I IS FOR INDIA merely scratches the surface

I IS FOR INDIA is another one of those festival circuit documentaries in an opportunistic film-maker edits their home video footage and opens up their life to view. In this case, Director Sandhya Suri uses Super-8 cine-letters shot by her father - an immigrant doctor in 1970s Darlington - and the replies shot by their family back in India. The social and cultural insights are limited. The familiar news-clips of the National Front are used in a heavy-handed manner. And the straight-forward splicing together of old footage leaves little room for analysis. You get the odd clip of Suri's father complaining about double-standards, or protesting his loyalty to his homeland. But the only real insights we get are during the nine-month period when the family decamps to India.

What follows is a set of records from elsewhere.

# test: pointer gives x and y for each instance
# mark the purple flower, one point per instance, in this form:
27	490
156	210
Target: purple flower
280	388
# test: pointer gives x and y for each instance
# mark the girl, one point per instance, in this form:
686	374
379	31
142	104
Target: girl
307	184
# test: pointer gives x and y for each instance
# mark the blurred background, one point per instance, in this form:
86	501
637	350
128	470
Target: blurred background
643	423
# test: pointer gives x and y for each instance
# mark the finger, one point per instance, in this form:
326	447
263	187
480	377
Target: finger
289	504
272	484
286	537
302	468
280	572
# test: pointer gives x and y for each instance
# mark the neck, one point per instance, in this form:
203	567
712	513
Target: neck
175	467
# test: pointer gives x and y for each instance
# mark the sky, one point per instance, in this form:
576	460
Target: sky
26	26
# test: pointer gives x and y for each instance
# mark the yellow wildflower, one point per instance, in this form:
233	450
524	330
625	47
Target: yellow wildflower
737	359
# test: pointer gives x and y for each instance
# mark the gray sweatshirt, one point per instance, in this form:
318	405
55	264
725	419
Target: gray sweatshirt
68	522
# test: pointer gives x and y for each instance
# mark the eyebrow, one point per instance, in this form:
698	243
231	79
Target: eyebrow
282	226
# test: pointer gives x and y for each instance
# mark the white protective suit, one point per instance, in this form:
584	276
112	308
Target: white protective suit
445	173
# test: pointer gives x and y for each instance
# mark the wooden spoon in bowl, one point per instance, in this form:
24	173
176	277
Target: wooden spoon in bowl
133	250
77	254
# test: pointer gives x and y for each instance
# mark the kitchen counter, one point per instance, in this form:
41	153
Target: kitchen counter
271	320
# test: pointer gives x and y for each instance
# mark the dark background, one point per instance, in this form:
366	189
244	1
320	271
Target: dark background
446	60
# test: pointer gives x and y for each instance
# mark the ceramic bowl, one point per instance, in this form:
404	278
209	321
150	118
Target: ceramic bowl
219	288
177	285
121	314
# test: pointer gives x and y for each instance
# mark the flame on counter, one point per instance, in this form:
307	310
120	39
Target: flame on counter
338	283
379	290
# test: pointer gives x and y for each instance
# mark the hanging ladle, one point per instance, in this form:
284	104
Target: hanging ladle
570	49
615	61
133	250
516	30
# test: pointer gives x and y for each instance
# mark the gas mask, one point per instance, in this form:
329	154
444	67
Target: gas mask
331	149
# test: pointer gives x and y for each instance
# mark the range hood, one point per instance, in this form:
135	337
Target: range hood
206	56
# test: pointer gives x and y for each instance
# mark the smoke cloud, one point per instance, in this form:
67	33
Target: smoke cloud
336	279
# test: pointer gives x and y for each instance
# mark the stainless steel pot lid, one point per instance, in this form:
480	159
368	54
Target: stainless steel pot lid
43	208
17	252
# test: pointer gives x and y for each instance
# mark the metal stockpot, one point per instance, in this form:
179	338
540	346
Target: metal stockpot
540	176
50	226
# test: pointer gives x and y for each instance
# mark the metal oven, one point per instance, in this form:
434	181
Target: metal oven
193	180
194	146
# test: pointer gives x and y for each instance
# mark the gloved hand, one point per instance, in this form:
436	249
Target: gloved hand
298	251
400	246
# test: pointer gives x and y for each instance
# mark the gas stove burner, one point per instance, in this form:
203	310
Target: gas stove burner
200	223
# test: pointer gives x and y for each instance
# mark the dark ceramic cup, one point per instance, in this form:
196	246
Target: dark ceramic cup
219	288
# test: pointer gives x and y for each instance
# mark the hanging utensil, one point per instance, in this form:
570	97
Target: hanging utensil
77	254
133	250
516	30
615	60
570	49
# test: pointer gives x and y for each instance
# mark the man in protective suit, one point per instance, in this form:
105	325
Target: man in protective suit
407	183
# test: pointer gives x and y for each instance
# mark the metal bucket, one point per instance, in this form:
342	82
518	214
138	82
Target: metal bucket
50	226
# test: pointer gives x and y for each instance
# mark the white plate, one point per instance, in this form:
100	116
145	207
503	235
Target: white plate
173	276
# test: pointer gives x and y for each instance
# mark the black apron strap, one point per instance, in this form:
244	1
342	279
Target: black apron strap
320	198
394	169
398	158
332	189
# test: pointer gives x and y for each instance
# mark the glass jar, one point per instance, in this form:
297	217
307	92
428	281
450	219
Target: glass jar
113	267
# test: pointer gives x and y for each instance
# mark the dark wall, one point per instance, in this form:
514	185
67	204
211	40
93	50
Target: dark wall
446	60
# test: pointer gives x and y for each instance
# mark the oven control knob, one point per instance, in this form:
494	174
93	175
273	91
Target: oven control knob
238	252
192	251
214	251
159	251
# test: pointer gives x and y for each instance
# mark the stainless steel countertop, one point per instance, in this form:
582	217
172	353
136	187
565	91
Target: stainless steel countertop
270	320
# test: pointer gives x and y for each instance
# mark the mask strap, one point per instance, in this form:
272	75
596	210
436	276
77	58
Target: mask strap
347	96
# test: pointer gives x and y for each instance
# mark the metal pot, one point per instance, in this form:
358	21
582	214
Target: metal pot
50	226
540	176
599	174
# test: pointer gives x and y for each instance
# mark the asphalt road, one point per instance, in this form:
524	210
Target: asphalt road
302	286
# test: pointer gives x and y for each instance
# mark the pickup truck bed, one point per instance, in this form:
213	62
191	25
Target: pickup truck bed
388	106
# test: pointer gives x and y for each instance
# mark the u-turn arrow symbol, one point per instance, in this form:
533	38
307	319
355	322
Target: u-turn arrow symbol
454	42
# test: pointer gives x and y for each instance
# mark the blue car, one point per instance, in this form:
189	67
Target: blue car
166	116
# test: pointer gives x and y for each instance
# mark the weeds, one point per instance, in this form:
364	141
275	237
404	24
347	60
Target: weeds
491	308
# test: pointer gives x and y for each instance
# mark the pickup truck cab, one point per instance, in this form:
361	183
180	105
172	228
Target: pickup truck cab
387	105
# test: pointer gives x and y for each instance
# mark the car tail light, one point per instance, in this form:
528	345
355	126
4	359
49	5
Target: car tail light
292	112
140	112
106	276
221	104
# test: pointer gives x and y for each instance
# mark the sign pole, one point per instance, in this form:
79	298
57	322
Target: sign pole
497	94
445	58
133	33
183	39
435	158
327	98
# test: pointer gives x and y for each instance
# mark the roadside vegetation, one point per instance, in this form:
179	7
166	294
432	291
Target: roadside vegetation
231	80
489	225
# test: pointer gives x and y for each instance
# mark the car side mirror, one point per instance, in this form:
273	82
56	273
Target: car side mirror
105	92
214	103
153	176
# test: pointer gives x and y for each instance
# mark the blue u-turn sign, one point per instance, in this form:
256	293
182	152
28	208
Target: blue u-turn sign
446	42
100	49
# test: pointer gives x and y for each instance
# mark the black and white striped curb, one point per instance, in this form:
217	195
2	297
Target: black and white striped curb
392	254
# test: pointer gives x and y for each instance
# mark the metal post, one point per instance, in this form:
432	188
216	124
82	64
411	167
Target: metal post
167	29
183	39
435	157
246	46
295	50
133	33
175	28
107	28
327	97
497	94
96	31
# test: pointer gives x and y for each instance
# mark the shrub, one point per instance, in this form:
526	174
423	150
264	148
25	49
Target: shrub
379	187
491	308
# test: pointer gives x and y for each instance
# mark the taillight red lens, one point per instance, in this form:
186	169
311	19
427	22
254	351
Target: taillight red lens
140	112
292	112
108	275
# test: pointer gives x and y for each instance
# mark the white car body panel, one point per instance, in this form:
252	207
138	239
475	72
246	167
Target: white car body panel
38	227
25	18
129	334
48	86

With cine-correspondance redundant, Suri actually has to interview her family and ask them how they felt about going "home". It's no co-incidence that this is the most interesting segment of the film. Other than that, the movie carries on in meandering, seemingly arbitrary fashion and closes out with history repeating itself. A sister leaves from Australia to escape unspecified unhappiness. Suri's father can now empathise with his own father, and shed tears for a child who can only be happy on the other side of the earth. But even here, perhaps understandably, Suri only scratches the surface of her family's emotional life. If you want to understand the immigrant experience, you'd do better to watch THE NAMESAKE.

I IS FOR INDIA played the festival circuit and is currently on limited release in the UK.